SEE YOU SOON: Royce Clayton has joined the PawSox in anticipation of a September callup to Boston and is looking forward to joining the Red Sox. (projo.com)
MANNY'S REPLACEMENT . . . while he's recuperating from a strained oblique muscle may be Jacoby Ellsbury. He's played left field for the PawSox for the last couple of games -- concidence? -- and last night saved the team's 3-2 win over Buffalo with a diving catch in left-center field, after which he got up and threw out a runner at second base for the final out. (projo.com)
BREAKING THE RULES: The Yankees have decided to amend the Joba Rules and won't be quite as strict about his usage patterns. (New York Daily News)
YOUTH WILL BE SERVED: The Post's Joel Sherman says the Yankees are paying the dividends of the 180-degree shift in organizational philosophy instituted by Brian Cashman in 2005.
SO WILL EXPERIENCE: FoxSports.com's Dayn Perry lists 36-year-old Jorge Posada on his All-Underrated Team.
HE SPEAKS! Mike Mussina ended his two-day media boycott and discussed being lifted from the Yankee rotation. (New York Daily News) He said the move caught him ''off-guard'' and that he needed a little time to ''simmer down'' before talking publicly.
THE GODS ARE WITH US: The New York Times reports that the squirrel that was climbing the right-field foul pole at Yankee Stadium Tuesday night may be, according to Norse mythology, a bad sign for the Yankees.
TO THE RESCUE: The Orioles come to town tonight and, as the Baltimore Sun's Peter Schmuck details, there may not be a team performing as badly as Baltimore is right now.
WHY THE YANKEES ARE THE SECOND STORY IN NEW YORK: The Mets are imploding with a suddenness that defies rational belief.

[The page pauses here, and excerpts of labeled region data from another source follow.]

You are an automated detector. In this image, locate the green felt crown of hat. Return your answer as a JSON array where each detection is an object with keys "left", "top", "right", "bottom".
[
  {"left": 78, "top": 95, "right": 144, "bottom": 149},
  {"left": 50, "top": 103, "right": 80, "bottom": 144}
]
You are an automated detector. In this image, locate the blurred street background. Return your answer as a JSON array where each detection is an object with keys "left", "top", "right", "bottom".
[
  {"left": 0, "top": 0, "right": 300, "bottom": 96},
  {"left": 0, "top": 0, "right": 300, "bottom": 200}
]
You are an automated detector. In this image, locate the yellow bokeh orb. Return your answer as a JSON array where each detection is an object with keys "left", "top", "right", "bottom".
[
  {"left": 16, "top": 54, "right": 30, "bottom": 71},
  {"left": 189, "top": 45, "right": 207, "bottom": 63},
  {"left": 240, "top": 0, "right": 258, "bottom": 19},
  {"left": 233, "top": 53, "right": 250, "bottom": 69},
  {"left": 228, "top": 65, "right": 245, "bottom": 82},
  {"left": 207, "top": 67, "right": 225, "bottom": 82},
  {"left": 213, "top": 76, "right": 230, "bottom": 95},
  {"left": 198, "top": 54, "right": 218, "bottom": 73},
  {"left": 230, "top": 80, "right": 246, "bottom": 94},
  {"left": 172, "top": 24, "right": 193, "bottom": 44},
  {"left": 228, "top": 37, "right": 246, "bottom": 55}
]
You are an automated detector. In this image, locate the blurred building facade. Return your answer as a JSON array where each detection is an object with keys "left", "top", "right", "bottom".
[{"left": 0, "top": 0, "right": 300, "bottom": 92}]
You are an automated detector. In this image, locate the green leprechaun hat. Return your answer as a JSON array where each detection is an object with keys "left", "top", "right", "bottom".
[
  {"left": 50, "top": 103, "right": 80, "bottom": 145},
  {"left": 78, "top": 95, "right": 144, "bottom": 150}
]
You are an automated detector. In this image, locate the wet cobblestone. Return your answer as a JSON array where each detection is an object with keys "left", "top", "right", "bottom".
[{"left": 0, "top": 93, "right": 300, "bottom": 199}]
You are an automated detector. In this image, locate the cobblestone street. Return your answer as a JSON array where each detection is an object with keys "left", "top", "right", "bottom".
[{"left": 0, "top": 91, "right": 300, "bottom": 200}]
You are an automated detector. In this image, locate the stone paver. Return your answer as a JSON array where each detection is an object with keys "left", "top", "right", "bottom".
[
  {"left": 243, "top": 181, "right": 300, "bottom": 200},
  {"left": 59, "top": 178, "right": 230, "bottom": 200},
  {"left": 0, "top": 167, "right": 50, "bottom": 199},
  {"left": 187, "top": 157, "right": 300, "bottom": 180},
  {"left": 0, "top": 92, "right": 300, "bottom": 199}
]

The Philadelphia Daily News' Paul Hagen says logic dictates the Phillies can't catch the Mets, but then asks ''[are] you going to believe what history and common sense and cold, hard logic tell you? Or are you going to believe your eyes?'' Eyes were popping all over Philly yesterday as the Phils scored three runs off Billy Wagner in the eighth and ninth innings and completed a four-game sweep, cutting New York's N.L. East lead to two. (Philadelphia Daily News) Rhode Island's Jim Salisbury, the Inquirer's main baseball writer, asks ''Do you believe yet?'', and adds that the Phillies do. As for the Mets, David Wright says they have to turn the page quickly . . . or else. (New York Daily News) The Post's Jay Greenberg, though, thinks there's plenty of time to right the ship.
THE RACES -- A.L. CENTRAL: The Tigers won yesterday and Jim Leyland thinks there's plenty of time for his team to climb out of the hole its in. (Detroit News) But they didn't gain any ground on the Indians, who scored in the bottom of the ninth to beat the reeling Mariners. (Cleveland Plain Dealer)
I'M WITH YOU: Seattle has lost six straight and is plummeting in both the A.L. West and wild-card races. But their former manager, Mike Hargrove -- who lives in Cleveland and spent years with the Indians as a player and manager -- says he feels ''more a Mariner'' than he does an Indian and still follows the team closely despite his abrupt resignation two months ago. (Both stories Seattle Post-Intelligencer)
THE RACES -- N.L. CENTRAL: The Cubs beat the Brewers (Chicago Tribune) and the Astros beat the Cardinals (Houston Chronicle).
WISH LIST: SI.com's John Donovan examines what each contender needs to have happen down the stretch. For the Red Sox, it's that J.D. Drew and Kevin Youkilis start hitting.
OZZIE BEING OZZIE: Ozzie Guillen launched into quite the tirade against his players after they lost Wednesday night. (Chicago Sun-Times)
LOCAL BOYS: The blog The Good Phight gives a little love to Davey Lopes.
QUICKLY: Esteban Loiaza is shocked to be leaving the A's (San Francisco Chronicle) . . . Oakland's Rich Harden says he's came back too soon from his arm woes and is going to be more cautious this time around (San Jose Mercury News) . . . Vernon Wells may need shoulder surgery (Toronto Globe and Mail) . . . The Tigers are mulling whether or not to bring back the declining Ivan Rodriguez (Detroit News) . . . The Rangers are happy with manager Ron Washington, and they proved it by picking up his 2009 contract option (Dallas Morning News).